How to generate intermediate files with clang/gcc to read Ruby's MRI implementation

I am currently diving into the MRI implementation of Ruby. It is really interesting to see how your beloved language concepts are actually implemented in plain C. The MRI code is actually pretty easy to read and you can read the implementations for Array or Hash to get an idea.

If you already read a bit C code, you probably noticed tons of #define directives preferably at the beginning of header files. These configure mostly platform specific things. I came to this point when I digged through the array implemention and found this line:

# array.c https://github.com/ruby/ruby/blob/439224a5904411b288e441096e21a41244ddd1d6/array.c#L25
VALUE rb_cArray;

This shows a custom type definition in C. To know how VALUE is defined, I had to read the ruby.h file:

# include/ruby/ruby.h https://github.com/ruby/ruby/blob/439224a5904411b288e441096e21a41244ddd1d6/include/ruby/ruby.h#L103-L124

#if defined HAVE_UINTPTR_T && 0
typedef uintptr_t VALUE;
typedef uintptr_t ID;
# define SIGNED_VALUE intptr_t
# define SIZEOF_VALUE SIZEOF_UINTPTR_T
# undef PRI_VALUE_PREFIX
#elif SIZEOF_LONG == SIZEOF_VOIDP
typedef unsigned long VALUE;
typedef unsigned long ID;
# define SIGNED_VALUE long
# define SIZEOF_VALUE SIZEOF_LONG
# define PRI_VALUE_PREFIX "l"
#elif SIZEOF_LONG_LONG == SIZEOF_VOIDP
typedef unsigned LONG_LONG VALUE;
typedef unsigned LONG_LONG ID;
# define SIGNED_VALUE LONG_LONG
# define LONG_LONG_VALUE 1
# define SIZEOF_VALUE SIZEOF_LONG_LONG
# define PRI_VALUE_PREFIX PRI_LL_PREFIX
#else
# error ---->> ruby requires sizeof(void*) == sizeof(long) or sizeof(LONG_LONG) to be compiled. <<----
#endif

VALUE could be one of uintptr_t, unsigned long or unsigned LONG_LONG. To find out what it actually is, I could dig deeper in the code and see how all the ifs resolve on my platform. But to make it easier for myself I can also use the compiler to create so called intermediate files which already set all the defines.

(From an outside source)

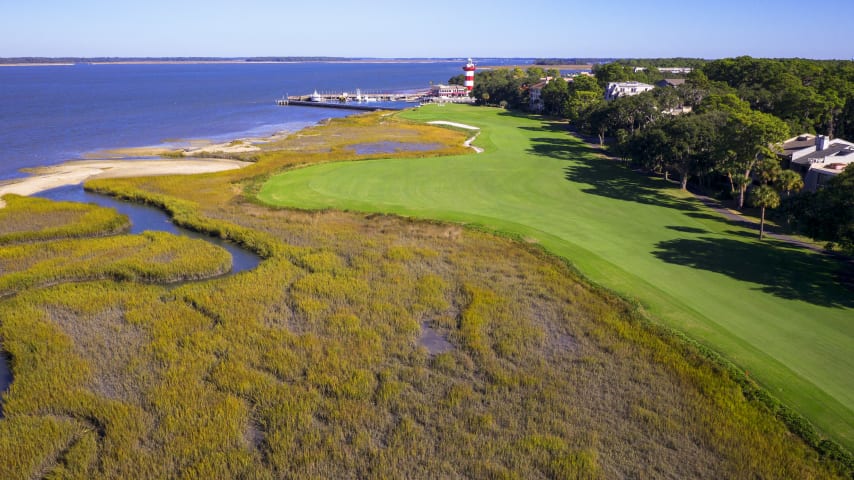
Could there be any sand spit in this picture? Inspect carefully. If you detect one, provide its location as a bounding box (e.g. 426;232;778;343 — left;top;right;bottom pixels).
0;158;250;207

I managed to generate a ruby.i file on OSX with the following command:

clang -I .ext/include/x86_64-darwin15/ -I include/ -x c -S -save-temps include/ruby/ruby.h

The -x c was necessary for me (probably not with gcc), otherwise clang fails with the following error:

error: invalid value 'c-header-cpp-output' in '-x c-header-cpp-output'

After adding this option, clang generated the i-file which contains the actual defines:

# 110 "include/ruby/ruby.h"
typedef unsigned long VALUE;

The full ruby.i file is in this gist.

Yay! Now I can continue reading the source code of MRI.

Note: Since this is a general feature of the compiler, you can do it with every C code you want to understand better.

Happy reading!